Alkek scrubs his palm over his jaw. “Perfect. New joke for the week,” he mutters. Then, to me, “Sorry. He thinks he’s charming. Nobody’s drowned him yet, so he keeps testing it.”
“I’ll take your word for it,” I say.
He hefts the last sack and jerks his head toward the door. “Go on. If he sees you still back here when the first farmer comes in wanting porridge, he’ll blame me and make me scrub pots till moonrise.”
“You held me up,” I say.
“True,” he agrees cheerfully. “Still, save me if you can.”
I hesitate a second, stupidly reluctant to walk away from the easy warmth of the yard, then pick up my buckets and head for the door.
“Sol?” he calls after me.
I glance back.
“Welcome to Angel’s ass-end,” he says. “We’re poor, loud, and half-drunk most days. It grows on you. Like mold.”
It’s not a good joke. It lands anyway. I feel my mouth curve before I can stop it.
“Noted,” I say.
Inside, the kitchen is already heating up—stove roaring, pans clattering, Maro muttering to himself. I empty the buckets into the big barrel, water sloshing satisfyingly, and set them aside.
[VALICAR: HEART RATE ELEVATED · NO EXTERNAL THREAT DETECTED]
Shut up, I tell it, grabbing a rag and heading for the front room. Not everything is combat. Sometimes it’s just… people.

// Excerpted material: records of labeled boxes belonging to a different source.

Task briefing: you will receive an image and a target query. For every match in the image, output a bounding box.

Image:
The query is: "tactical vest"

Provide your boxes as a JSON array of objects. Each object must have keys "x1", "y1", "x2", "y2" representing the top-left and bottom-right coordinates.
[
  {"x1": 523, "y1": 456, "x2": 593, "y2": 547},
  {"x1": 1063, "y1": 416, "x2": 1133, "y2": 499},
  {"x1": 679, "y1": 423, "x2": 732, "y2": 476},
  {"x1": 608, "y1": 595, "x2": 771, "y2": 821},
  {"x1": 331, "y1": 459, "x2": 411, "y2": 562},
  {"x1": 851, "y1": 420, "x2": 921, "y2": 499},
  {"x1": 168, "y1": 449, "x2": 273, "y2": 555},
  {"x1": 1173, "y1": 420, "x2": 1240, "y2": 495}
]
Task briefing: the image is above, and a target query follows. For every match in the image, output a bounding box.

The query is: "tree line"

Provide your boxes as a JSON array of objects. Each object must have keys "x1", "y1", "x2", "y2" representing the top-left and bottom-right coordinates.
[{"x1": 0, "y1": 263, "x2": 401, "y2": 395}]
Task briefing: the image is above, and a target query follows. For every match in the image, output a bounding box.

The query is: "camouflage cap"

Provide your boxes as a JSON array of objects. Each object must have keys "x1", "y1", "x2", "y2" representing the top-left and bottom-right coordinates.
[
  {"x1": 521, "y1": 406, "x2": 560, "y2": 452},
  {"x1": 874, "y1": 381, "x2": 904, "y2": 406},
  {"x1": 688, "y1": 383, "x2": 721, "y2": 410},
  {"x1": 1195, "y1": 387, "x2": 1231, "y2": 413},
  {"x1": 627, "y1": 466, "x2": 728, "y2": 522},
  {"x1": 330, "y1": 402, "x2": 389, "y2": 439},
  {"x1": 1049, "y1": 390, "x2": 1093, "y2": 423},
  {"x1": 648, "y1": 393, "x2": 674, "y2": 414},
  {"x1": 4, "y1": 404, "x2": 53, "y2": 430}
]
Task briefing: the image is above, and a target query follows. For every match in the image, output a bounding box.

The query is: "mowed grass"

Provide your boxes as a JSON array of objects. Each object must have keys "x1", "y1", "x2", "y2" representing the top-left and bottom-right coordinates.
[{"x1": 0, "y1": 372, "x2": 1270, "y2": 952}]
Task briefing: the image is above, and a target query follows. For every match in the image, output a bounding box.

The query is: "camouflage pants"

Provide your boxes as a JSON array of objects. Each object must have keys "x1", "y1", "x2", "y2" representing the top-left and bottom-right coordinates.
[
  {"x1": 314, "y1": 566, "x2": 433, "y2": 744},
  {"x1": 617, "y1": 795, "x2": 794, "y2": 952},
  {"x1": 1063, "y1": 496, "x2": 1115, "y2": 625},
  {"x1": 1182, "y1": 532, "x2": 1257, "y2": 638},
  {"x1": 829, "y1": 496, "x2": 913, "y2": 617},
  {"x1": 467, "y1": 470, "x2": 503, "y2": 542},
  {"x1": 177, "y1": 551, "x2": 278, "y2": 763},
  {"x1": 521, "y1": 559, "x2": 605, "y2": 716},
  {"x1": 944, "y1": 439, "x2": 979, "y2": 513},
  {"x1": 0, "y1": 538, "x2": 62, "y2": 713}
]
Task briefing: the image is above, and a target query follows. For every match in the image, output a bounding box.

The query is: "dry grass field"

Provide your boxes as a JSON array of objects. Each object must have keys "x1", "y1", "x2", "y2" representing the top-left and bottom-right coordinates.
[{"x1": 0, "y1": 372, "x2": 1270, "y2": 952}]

[VALICAR: LOGGING NEW PATTERN]
Don’t, I think.
The taproom is all scrubbed tables and low voices at this hour, farmers drifting in one by one, the world still hazy from sleep. I move between benches with a broom and rag, pretending to be exactly what I look like: a small girl with blue eyes and black hair, working her keep in a place that has never heard the word “Hive.”
Out back, an axe starts up—steady, measured blows. Alkek turning logs into firewood because that’s what the day needs.
I catch myself listening for it, and for once, it’s not war I’m bracing for. Just waiting for the next time someone laughs and keeps treating me like I belong here.
“Angel’s ass-end,” he called it. If I’m not careful, I might let it grow on me.